Bindless Graphics Tutorial
Want to increase your application performance several fold?
Links
Introduction
Bindless Graphics refers to changes to OpenGL that can enable close to an order of magnitude improvement in the CPU-limitedness of graphics applications. Recent improvements in programmability have focused on additional flexibility in shaders (expanding formats to include more float and integer types, better branching support, etc.) and enabling new features (geometry programs, transform feedback, etc), and while some of these allow offloading parts of certain workloads to the GPU, they don't directly attack the issues that dominate CPU time.The Modern CPU Bottleneck
OpenGL has evolved in a way that allows applications to replace many of the original state machine variables with blocks of user-defined data. For example, the current vertex state has been augmented by vertex buffer objects, fixed-function shading state and parameters have been replaced by shaders/programs and constant buffers, etc.. Applications switch between coarse sets of state by binding objects to the context or to other container objects (e.g. vertex array objects) instead of manipulating state variables of the context. In terms of the number of GL commands required to draw an object, this enables applications to be an order of magnitude more efficient. However, this explosion of objects bound to other objects has led to a new bottleneck - pointer chasing and CPU L2 cache misses in the driver, and general L2 cache pollution.Recent OpenGL graphics applications tend to change state at roughly these frequencies:
for (...) { // cold data downloads, render target changes, etc. for (...) { // warm bind textures for (...) { // hot bind constants bind vertex buffers Draw(); } } }
The most frequent state changes are binding vertex buffer objects (every draw), followed closely by binding constant buffers. Vertex buffer and constant buffer binds are significantly more expensive than one might expect. These binds require several reads from the driver internal object data structure to accomplish what the driver actually needs to do. In an OpenGL driver, it looks like this:
- name->obj (lookup object by name)
- obj->{refcount, GPU address, state, etc.} (dereference object to reference count it, to get its GPU virtual address, and validate its state).

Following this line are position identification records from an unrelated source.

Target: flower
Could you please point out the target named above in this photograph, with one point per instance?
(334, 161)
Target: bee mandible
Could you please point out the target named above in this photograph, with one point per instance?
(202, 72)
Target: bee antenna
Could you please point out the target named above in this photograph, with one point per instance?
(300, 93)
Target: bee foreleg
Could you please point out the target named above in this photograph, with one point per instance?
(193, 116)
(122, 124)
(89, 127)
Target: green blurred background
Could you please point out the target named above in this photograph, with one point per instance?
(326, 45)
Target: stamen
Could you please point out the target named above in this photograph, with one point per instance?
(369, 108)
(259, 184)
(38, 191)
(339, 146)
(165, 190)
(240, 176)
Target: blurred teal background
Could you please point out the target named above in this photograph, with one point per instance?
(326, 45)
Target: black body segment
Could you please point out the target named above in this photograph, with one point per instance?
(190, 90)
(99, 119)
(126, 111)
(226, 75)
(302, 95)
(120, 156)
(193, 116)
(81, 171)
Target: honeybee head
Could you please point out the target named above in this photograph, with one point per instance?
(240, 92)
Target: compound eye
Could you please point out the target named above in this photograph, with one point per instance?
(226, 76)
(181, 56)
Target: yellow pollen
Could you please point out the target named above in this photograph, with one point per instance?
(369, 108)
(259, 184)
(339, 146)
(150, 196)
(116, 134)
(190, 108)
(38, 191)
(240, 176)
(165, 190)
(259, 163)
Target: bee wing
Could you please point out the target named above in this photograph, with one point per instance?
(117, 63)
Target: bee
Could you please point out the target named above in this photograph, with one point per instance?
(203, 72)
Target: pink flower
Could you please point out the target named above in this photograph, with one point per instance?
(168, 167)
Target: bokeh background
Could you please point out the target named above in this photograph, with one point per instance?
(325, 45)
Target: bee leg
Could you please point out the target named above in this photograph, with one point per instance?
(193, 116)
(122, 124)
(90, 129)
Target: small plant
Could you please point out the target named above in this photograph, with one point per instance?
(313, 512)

Each of these dereferences has a high probability of causing a CPU L2 cache miss due to the inherently LRU-eviction-unfriendly nature of graphics applications (each frame starts over at the beginning). These L2 cache misses are a huge bottleneck in modern drivers, and a penalty paid for every frame rendered.
Bindless Graphics has the following desirable properties:
- The driver need not dereference a vertex buffer or constant buffer on the CPU in order for the GPU to use it.
- Relieves the limits on how many buffer objects can be accessed at once by shaders
- Buffer objects are accessed as C-style pointer dereferences in the shading language
- Allows for dependent pointer fetches, enabling more complex scene graph structures to be built into buffer objects providing significant new flexibility in the use of shaders.
Measurements have shown that bindless graphics can result in more than 7x speedup!
The Bindless Graphics presentation provides more detail, and explains the usage of the two OpenGL extensions GL_NV_shader_buffer_load and GL_NV_vertex_buffer_unified_memory.
Bindless Graphics is available starting with NVIDIA Release 185 drivers for hardware G80 and up.